A occhi chiusi, con l’istinto di un vecchio guerriero, percepii il corpo del ragazzo che si spostava e si protendeva sempre più verso di me, spinto dalla curiosità. Alla fine si decise a chiedere, e io ricevetti la sua domanda con un sorriso sornione, perché in realtà non aspettavo altro.
– Cominciò cosa, nonno?
– Ti ho mai parlato di Dama Tai-Pan e del grande assedio di Edo? Io ero là, in quel tempo. E non come uno spettatore qualunque. Posso ben dire di aver contribuito a forgiare il destino della nostra amata patria, anche se non saprei se fu per il meglio o per il peggio.
Akira mi sorrise, benevolo e pieno di interesse.
– No, tu non me ne hai mai parlato, nonno. Ma tutti gli altri sì, eccome. Sono eventi leggendari e ancora sulla bocca di tutti. Credevo che non ti facesse piacere ricordare quei tempi.
I miei occhi vagarono ancora, stavolta inquieti. Non ero più così sicuro di voler rievocare tutto ciò. Ma ormai avevo iniziato e non potevo deludere mio nipote. La spada era uscita dal fodero, ormai, e quando questo avviene non si può più tornare indietro, come avevo appreso anni addietro nel modo più duro.

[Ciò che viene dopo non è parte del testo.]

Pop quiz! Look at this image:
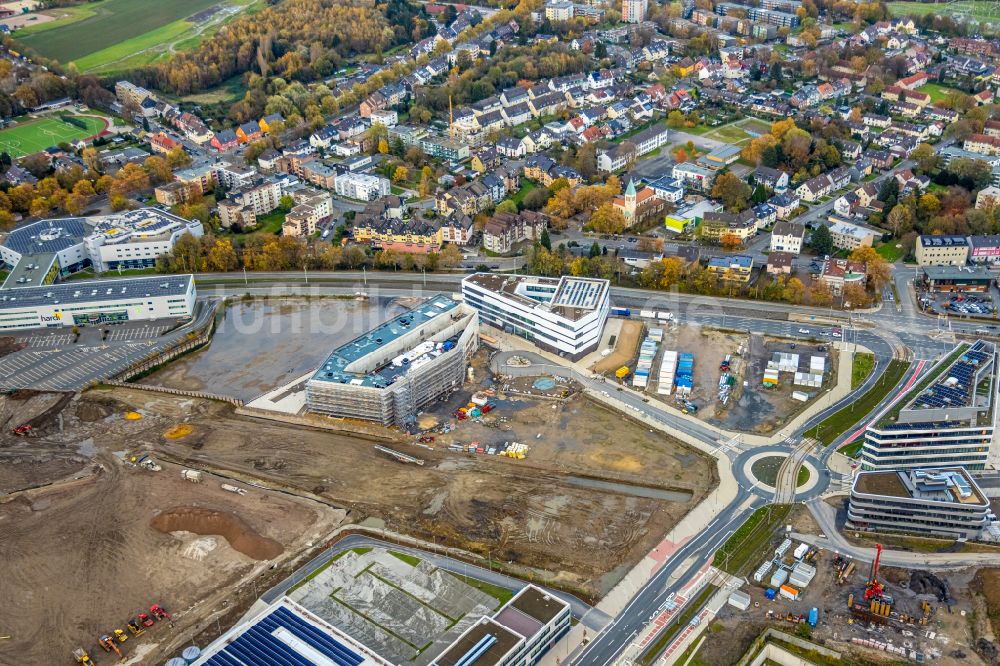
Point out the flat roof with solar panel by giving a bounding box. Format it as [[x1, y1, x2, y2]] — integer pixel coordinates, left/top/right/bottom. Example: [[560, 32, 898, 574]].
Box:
[[431, 617, 524, 666], [905, 340, 996, 410], [465, 273, 611, 321], [311, 294, 459, 388], [193, 599, 389, 666]]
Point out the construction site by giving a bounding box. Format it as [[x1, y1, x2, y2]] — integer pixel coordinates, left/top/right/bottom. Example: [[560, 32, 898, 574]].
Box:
[[592, 311, 837, 435], [0, 334, 715, 663], [0, 392, 346, 664], [689, 507, 1000, 666]]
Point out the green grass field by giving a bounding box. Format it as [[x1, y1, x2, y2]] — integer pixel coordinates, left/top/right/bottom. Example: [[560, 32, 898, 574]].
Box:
[[917, 83, 962, 103], [704, 118, 771, 145], [887, 0, 1000, 24], [0, 116, 107, 158], [14, 0, 261, 73]]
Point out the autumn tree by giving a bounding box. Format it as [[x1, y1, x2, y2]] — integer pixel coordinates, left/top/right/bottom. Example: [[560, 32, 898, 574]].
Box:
[[588, 203, 627, 234], [719, 233, 743, 252], [711, 172, 753, 213]]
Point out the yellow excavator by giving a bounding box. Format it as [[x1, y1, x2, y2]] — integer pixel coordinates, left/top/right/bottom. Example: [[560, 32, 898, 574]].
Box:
[[73, 648, 94, 666]]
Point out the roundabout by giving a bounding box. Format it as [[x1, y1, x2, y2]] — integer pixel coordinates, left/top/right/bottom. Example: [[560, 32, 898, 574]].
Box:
[[733, 446, 830, 501]]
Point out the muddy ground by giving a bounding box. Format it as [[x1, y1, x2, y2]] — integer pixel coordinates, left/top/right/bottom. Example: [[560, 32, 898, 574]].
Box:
[[127, 370, 716, 595], [0, 396, 344, 664], [691, 506, 1000, 666]]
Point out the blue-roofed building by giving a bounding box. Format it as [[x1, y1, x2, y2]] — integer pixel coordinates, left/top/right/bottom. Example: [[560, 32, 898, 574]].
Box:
[[193, 599, 391, 666], [707, 254, 753, 282], [306, 294, 479, 426], [861, 340, 997, 470]]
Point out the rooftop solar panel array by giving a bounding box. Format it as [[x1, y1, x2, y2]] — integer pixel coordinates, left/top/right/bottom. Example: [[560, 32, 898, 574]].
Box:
[[205, 606, 365, 666], [553, 278, 604, 309], [913, 340, 993, 409]]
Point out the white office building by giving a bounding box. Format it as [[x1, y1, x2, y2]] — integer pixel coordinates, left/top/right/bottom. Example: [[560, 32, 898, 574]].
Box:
[[462, 273, 610, 359], [846, 467, 991, 539], [333, 172, 391, 201], [0, 275, 197, 331], [861, 340, 997, 470]]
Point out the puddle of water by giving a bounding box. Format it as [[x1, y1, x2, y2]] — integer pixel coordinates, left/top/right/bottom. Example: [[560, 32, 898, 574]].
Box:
[[565, 476, 693, 502]]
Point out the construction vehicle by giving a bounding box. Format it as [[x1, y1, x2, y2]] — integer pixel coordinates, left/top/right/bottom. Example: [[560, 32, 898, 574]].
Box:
[[73, 648, 94, 666], [97, 634, 125, 659], [865, 543, 885, 601], [149, 604, 170, 620]]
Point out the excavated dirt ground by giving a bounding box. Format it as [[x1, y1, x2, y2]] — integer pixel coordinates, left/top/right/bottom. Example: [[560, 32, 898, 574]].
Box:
[[111, 389, 715, 595], [0, 393, 344, 664]]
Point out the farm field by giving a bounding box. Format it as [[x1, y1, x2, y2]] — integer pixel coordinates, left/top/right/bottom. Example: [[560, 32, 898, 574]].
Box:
[[15, 0, 257, 72], [888, 0, 1000, 23], [0, 116, 108, 158]]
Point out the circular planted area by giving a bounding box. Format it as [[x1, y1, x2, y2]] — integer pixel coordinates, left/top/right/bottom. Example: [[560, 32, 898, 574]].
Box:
[[750, 455, 812, 488], [750, 456, 788, 488]]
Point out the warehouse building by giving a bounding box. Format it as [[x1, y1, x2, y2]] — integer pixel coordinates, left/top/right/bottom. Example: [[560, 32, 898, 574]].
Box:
[[846, 467, 990, 539], [0, 275, 196, 331], [0, 208, 204, 282], [462, 273, 611, 360], [306, 294, 479, 426], [861, 340, 997, 470]]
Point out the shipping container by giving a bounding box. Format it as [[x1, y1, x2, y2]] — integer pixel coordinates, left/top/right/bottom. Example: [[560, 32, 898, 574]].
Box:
[[771, 569, 788, 587], [753, 560, 773, 583], [779, 585, 799, 601]]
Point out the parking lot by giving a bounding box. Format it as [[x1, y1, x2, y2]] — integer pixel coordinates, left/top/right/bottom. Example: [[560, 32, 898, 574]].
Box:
[[0, 303, 215, 391], [920, 293, 996, 317]]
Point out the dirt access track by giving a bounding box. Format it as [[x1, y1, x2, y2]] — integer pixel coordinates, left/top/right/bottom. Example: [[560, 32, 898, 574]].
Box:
[[0, 394, 344, 664], [123, 389, 716, 596]]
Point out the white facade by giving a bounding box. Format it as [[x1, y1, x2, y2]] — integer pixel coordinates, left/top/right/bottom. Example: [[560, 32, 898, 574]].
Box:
[[0, 275, 197, 331], [333, 173, 391, 201], [84, 208, 205, 273], [462, 273, 610, 358]]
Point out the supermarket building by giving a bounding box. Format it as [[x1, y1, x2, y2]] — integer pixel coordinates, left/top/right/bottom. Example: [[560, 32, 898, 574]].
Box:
[[0, 275, 197, 331]]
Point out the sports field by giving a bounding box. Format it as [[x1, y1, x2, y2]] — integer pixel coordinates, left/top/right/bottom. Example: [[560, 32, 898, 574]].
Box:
[[887, 0, 1000, 24], [0, 116, 108, 158], [14, 0, 255, 71], [917, 83, 962, 103], [702, 118, 771, 145]]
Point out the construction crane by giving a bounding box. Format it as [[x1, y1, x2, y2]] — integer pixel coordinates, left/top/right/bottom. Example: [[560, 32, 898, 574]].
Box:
[[97, 634, 125, 659], [865, 543, 885, 601]]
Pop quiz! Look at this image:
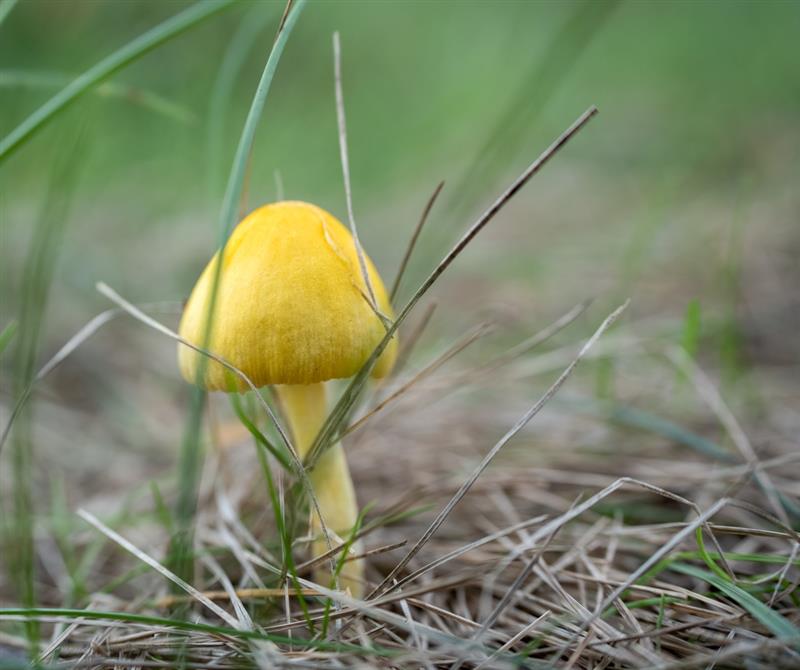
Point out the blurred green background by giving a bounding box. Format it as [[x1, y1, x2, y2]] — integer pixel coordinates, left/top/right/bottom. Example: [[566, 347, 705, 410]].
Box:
[[0, 0, 800, 446], [0, 0, 800, 628]]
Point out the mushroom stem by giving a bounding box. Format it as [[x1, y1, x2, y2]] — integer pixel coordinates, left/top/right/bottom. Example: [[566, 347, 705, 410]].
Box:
[[275, 382, 364, 598]]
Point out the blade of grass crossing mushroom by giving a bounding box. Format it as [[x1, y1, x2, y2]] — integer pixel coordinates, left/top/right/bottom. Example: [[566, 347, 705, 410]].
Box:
[[206, 4, 272, 196], [305, 106, 597, 468], [333, 31, 390, 328], [389, 181, 444, 304], [171, 0, 310, 578], [97, 282, 334, 592], [0, 0, 17, 24], [0, 0, 235, 163]]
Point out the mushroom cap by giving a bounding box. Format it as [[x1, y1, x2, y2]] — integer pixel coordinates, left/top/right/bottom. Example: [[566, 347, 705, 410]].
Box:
[[178, 202, 397, 391]]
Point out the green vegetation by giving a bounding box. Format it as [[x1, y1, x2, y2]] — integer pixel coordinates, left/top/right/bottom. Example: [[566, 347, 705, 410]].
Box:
[[0, 0, 800, 669]]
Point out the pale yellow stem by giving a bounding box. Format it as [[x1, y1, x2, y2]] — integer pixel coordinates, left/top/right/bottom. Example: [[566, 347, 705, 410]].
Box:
[[276, 383, 364, 598]]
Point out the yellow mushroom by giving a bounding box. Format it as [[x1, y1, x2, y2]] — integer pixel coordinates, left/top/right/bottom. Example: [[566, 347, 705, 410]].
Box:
[[178, 202, 397, 596]]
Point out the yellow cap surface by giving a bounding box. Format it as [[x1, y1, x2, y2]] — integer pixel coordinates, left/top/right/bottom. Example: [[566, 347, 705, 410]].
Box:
[[178, 202, 397, 391]]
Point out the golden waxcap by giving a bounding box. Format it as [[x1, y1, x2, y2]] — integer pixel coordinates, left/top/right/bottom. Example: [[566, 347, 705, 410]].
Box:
[[178, 202, 397, 391]]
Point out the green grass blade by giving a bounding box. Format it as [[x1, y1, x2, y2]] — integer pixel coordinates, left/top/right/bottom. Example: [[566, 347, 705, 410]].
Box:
[[671, 563, 800, 649], [3, 137, 81, 651], [206, 5, 272, 196], [256, 428, 314, 634], [228, 392, 294, 472], [0, 321, 17, 356], [0, 70, 197, 125], [170, 0, 305, 581], [0, 0, 235, 162], [0, 607, 398, 658]]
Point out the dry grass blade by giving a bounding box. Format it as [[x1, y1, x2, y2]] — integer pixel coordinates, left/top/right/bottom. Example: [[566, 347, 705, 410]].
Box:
[[306, 105, 597, 468], [369, 301, 628, 598], [479, 298, 593, 371], [389, 181, 444, 304], [333, 31, 390, 329], [667, 347, 791, 526], [78, 509, 241, 630], [0, 302, 180, 452], [553, 496, 728, 660]]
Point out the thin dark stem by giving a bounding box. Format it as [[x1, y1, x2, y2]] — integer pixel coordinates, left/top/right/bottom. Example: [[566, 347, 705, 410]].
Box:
[[389, 181, 444, 304]]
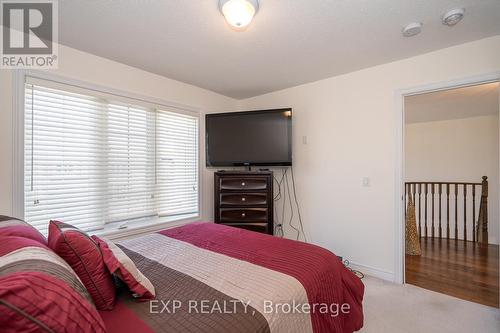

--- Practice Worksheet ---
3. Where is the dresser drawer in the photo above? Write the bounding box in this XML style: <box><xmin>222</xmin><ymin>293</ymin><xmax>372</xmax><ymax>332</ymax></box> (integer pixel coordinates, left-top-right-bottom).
<box><xmin>220</xmin><ymin>208</ymin><xmax>269</xmax><ymax>222</ymax></box>
<box><xmin>220</xmin><ymin>193</ymin><xmax>267</xmax><ymax>206</ymax></box>
<box><xmin>220</xmin><ymin>177</ymin><xmax>267</xmax><ymax>191</ymax></box>
<box><xmin>221</xmin><ymin>223</ymin><xmax>270</xmax><ymax>234</ymax></box>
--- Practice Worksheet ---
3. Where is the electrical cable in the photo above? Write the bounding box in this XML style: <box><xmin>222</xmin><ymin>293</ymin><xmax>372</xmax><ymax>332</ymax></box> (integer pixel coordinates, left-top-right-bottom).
<box><xmin>290</xmin><ymin>166</ymin><xmax>307</xmax><ymax>243</ymax></box>
<box><xmin>285</xmin><ymin>167</ymin><xmax>300</xmax><ymax>240</ymax></box>
<box><xmin>343</xmin><ymin>259</ymin><xmax>365</xmax><ymax>279</ymax></box>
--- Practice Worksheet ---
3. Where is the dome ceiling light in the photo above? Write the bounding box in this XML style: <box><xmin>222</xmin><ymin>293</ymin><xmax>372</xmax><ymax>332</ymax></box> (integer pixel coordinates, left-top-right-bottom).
<box><xmin>402</xmin><ymin>22</ymin><xmax>422</xmax><ymax>37</ymax></box>
<box><xmin>443</xmin><ymin>8</ymin><xmax>465</xmax><ymax>27</ymax></box>
<box><xmin>219</xmin><ymin>0</ymin><xmax>259</xmax><ymax>31</ymax></box>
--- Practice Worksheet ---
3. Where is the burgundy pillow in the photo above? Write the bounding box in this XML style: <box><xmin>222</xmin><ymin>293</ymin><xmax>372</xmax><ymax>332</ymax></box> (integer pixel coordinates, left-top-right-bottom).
<box><xmin>92</xmin><ymin>236</ymin><xmax>155</xmax><ymax>299</ymax></box>
<box><xmin>49</xmin><ymin>221</ymin><xmax>116</xmax><ymax>310</ymax></box>
<box><xmin>0</xmin><ymin>215</ymin><xmax>47</xmax><ymax>245</ymax></box>
<box><xmin>0</xmin><ymin>236</ymin><xmax>106</xmax><ymax>333</ymax></box>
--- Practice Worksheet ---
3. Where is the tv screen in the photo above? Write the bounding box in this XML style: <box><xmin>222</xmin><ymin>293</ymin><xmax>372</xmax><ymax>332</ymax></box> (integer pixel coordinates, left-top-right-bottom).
<box><xmin>205</xmin><ymin>109</ymin><xmax>292</xmax><ymax>166</ymax></box>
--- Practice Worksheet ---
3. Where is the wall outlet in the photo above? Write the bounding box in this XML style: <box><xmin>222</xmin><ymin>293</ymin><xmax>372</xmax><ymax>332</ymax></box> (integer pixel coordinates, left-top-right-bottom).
<box><xmin>363</xmin><ymin>177</ymin><xmax>371</xmax><ymax>187</ymax></box>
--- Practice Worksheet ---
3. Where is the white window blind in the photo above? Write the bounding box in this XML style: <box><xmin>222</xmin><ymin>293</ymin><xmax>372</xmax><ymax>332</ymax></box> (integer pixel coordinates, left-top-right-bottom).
<box><xmin>24</xmin><ymin>80</ymin><xmax>199</xmax><ymax>233</ymax></box>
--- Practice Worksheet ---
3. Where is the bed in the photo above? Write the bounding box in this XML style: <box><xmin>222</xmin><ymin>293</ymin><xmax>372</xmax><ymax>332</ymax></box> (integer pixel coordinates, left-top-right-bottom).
<box><xmin>100</xmin><ymin>223</ymin><xmax>364</xmax><ymax>333</ymax></box>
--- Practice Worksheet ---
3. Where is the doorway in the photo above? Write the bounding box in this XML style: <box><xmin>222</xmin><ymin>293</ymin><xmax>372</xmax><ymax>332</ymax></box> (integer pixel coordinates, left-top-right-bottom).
<box><xmin>403</xmin><ymin>81</ymin><xmax>500</xmax><ymax>307</ymax></box>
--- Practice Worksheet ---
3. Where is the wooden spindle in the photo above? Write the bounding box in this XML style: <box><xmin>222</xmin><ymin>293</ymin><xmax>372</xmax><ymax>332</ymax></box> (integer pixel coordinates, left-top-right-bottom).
<box><xmin>403</xmin><ymin>183</ymin><xmax>410</xmax><ymax>221</ymax></box>
<box><xmin>438</xmin><ymin>184</ymin><xmax>443</xmax><ymax>239</ymax></box>
<box><xmin>477</xmin><ymin>176</ymin><xmax>488</xmax><ymax>244</ymax></box>
<box><xmin>455</xmin><ymin>184</ymin><xmax>458</xmax><ymax>239</ymax></box>
<box><xmin>431</xmin><ymin>184</ymin><xmax>436</xmax><ymax>238</ymax></box>
<box><xmin>446</xmin><ymin>184</ymin><xmax>450</xmax><ymax>239</ymax></box>
<box><xmin>424</xmin><ymin>183</ymin><xmax>428</xmax><ymax>238</ymax></box>
<box><xmin>464</xmin><ymin>184</ymin><xmax>467</xmax><ymax>241</ymax></box>
<box><xmin>472</xmin><ymin>184</ymin><xmax>476</xmax><ymax>242</ymax></box>
<box><xmin>418</xmin><ymin>184</ymin><xmax>422</xmax><ymax>237</ymax></box>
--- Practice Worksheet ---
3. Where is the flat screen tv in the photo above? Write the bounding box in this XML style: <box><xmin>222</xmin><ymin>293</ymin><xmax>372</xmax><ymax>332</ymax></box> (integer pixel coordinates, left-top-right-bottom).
<box><xmin>205</xmin><ymin>109</ymin><xmax>292</xmax><ymax>167</ymax></box>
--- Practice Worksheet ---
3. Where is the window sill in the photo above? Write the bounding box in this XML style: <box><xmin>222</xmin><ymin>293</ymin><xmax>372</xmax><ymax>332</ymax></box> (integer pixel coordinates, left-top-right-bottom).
<box><xmin>93</xmin><ymin>214</ymin><xmax>200</xmax><ymax>241</ymax></box>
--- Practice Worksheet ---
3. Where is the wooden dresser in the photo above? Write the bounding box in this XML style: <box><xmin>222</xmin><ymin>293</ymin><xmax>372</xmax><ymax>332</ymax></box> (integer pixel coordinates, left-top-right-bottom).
<box><xmin>214</xmin><ymin>171</ymin><xmax>274</xmax><ymax>235</ymax></box>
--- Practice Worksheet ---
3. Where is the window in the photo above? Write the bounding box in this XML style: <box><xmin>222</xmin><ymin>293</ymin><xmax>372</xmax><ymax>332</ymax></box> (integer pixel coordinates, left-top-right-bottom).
<box><xmin>24</xmin><ymin>78</ymin><xmax>199</xmax><ymax>233</ymax></box>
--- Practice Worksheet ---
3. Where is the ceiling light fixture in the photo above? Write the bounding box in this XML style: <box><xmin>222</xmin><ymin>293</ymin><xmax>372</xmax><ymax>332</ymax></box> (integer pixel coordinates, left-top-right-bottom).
<box><xmin>443</xmin><ymin>8</ymin><xmax>465</xmax><ymax>27</ymax></box>
<box><xmin>219</xmin><ymin>0</ymin><xmax>259</xmax><ymax>30</ymax></box>
<box><xmin>402</xmin><ymin>22</ymin><xmax>422</xmax><ymax>37</ymax></box>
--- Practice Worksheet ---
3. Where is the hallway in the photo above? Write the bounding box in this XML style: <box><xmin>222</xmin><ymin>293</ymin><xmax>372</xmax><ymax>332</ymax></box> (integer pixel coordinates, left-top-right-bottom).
<box><xmin>406</xmin><ymin>237</ymin><xmax>499</xmax><ymax>307</ymax></box>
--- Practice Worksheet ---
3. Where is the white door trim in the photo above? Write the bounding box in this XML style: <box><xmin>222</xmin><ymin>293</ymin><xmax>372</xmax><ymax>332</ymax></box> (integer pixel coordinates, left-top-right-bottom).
<box><xmin>394</xmin><ymin>72</ymin><xmax>500</xmax><ymax>284</ymax></box>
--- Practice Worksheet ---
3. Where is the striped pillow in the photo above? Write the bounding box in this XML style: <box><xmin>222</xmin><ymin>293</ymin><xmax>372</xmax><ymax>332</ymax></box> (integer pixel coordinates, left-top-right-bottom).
<box><xmin>0</xmin><ymin>215</ymin><xmax>47</xmax><ymax>245</ymax></box>
<box><xmin>92</xmin><ymin>236</ymin><xmax>155</xmax><ymax>299</ymax></box>
<box><xmin>49</xmin><ymin>221</ymin><xmax>116</xmax><ymax>310</ymax></box>
<box><xmin>0</xmin><ymin>236</ymin><xmax>106</xmax><ymax>333</ymax></box>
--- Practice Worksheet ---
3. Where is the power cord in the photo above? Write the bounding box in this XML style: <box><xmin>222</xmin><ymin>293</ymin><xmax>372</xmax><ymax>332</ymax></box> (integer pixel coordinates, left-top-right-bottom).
<box><xmin>342</xmin><ymin>259</ymin><xmax>365</xmax><ymax>279</ymax></box>
<box><xmin>290</xmin><ymin>166</ymin><xmax>307</xmax><ymax>243</ymax></box>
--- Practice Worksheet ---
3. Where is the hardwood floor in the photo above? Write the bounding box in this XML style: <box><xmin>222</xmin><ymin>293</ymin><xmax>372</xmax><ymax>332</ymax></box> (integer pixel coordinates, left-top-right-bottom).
<box><xmin>406</xmin><ymin>238</ymin><xmax>499</xmax><ymax>307</ymax></box>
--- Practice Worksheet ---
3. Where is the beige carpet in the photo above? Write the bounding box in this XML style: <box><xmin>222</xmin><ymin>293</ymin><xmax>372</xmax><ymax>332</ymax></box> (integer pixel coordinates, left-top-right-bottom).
<box><xmin>360</xmin><ymin>276</ymin><xmax>500</xmax><ymax>333</ymax></box>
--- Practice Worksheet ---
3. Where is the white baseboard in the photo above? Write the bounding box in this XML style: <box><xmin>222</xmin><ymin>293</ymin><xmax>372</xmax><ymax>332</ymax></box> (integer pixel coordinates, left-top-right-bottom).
<box><xmin>349</xmin><ymin>261</ymin><xmax>395</xmax><ymax>282</ymax></box>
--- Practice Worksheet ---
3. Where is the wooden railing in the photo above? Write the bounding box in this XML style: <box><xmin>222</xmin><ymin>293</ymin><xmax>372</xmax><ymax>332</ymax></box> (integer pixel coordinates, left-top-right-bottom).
<box><xmin>405</xmin><ymin>176</ymin><xmax>488</xmax><ymax>243</ymax></box>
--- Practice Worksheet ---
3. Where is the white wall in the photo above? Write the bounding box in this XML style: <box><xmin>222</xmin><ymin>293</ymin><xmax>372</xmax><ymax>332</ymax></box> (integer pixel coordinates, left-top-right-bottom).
<box><xmin>240</xmin><ymin>36</ymin><xmax>500</xmax><ymax>278</ymax></box>
<box><xmin>0</xmin><ymin>46</ymin><xmax>236</xmax><ymax>219</ymax></box>
<box><xmin>405</xmin><ymin>115</ymin><xmax>499</xmax><ymax>244</ymax></box>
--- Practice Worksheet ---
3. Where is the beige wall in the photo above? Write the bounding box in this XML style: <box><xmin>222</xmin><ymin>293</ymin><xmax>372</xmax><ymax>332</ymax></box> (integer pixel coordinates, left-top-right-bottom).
<box><xmin>0</xmin><ymin>46</ymin><xmax>236</xmax><ymax>219</ymax></box>
<box><xmin>405</xmin><ymin>115</ymin><xmax>499</xmax><ymax>244</ymax></box>
<box><xmin>240</xmin><ymin>36</ymin><xmax>500</xmax><ymax>278</ymax></box>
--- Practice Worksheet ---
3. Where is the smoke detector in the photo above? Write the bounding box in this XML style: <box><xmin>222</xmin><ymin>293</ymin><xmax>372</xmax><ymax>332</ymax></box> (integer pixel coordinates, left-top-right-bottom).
<box><xmin>402</xmin><ymin>22</ymin><xmax>422</xmax><ymax>37</ymax></box>
<box><xmin>442</xmin><ymin>8</ymin><xmax>465</xmax><ymax>27</ymax></box>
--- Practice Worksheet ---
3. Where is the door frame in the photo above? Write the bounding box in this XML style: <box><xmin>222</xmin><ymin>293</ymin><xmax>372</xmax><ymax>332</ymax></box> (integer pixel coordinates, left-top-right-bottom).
<box><xmin>394</xmin><ymin>72</ymin><xmax>500</xmax><ymax>284</ymax></box>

– Ecco, sì… e no. Ho perso molti cari amici in quella guerra, molti valorosi samurai hanno incontrato il momento supremo della fine, da una parte e dall’altra. Però lo scorrere della Storia a volte ti avvolge e ti trascina con sé in gorghi grandiosi, spaventosi, e non lo puoi evitare, non ci puoi fare proprio nulla. Puoi solo decidere da che parte stare e cercare di fare il tuo dovere con onore. Io non so dire, ancora oggi, se mi trovassi dalla parte giusta del campo di battaglia, sono pieno di dubbi su questo, come del resto lo ero allora, e adesso ancora di più vedendo i risultati della nostra lotta. Però sono onorato di essermi trovato spalla a spalla con una certa Signora, o forse dovrei piuttosto dire una leonessa, e di aver goduto, per un po’, della sua amicizia e della sua confidenza. Era una gaijin, un demone bianco femmina, forse il più demone di tutti loro, nonostante la sua età fosse tanto avanzata. Molto tempo è passato e il mondo è andato avanti, tuttavia la direzione in cui è andato fu decisa in quei giorni: giorni di gloria e furore, giorni di sangue e di volontà inflessibili scagliate l’una contro l’altra. Lascia che ti racconti ciò che questi vecchi occhi videro in quel tempo.
Capitolo 1
Sfoderare la spada
Dayu schivò il colpo venuto dalle tenebre e sguainò la katana, sferrando un taglio. La spada scisse la veste nera dello shinobi e la carne tra il collo e la spalla, spezzandogli la clavicola, penetrando oltre e generando un alto schizzo di cui la prima luce dell’alba rivelò il colore cremisi. Dayu si girò appena in tempo per intercettare l’attacco dell’avversario che era apparso alle sue spalle, fregandosene della tacca che si sarebbe formata sul taglio della sua lama avita. Meglio la spada che la nuca. Rispose, mordendo però solo l’aria frizzante antelucana. Con la coda dell’occhio, scorse il corpo di Toshiro, suo amico e compagno d’arme da una vita: giaceva a terra silente, con la gola aperta da un lato all’altro, come un secondo, orrido sorriso sotto il mento. Quella vista lo riempì di furia, cancellando il panico.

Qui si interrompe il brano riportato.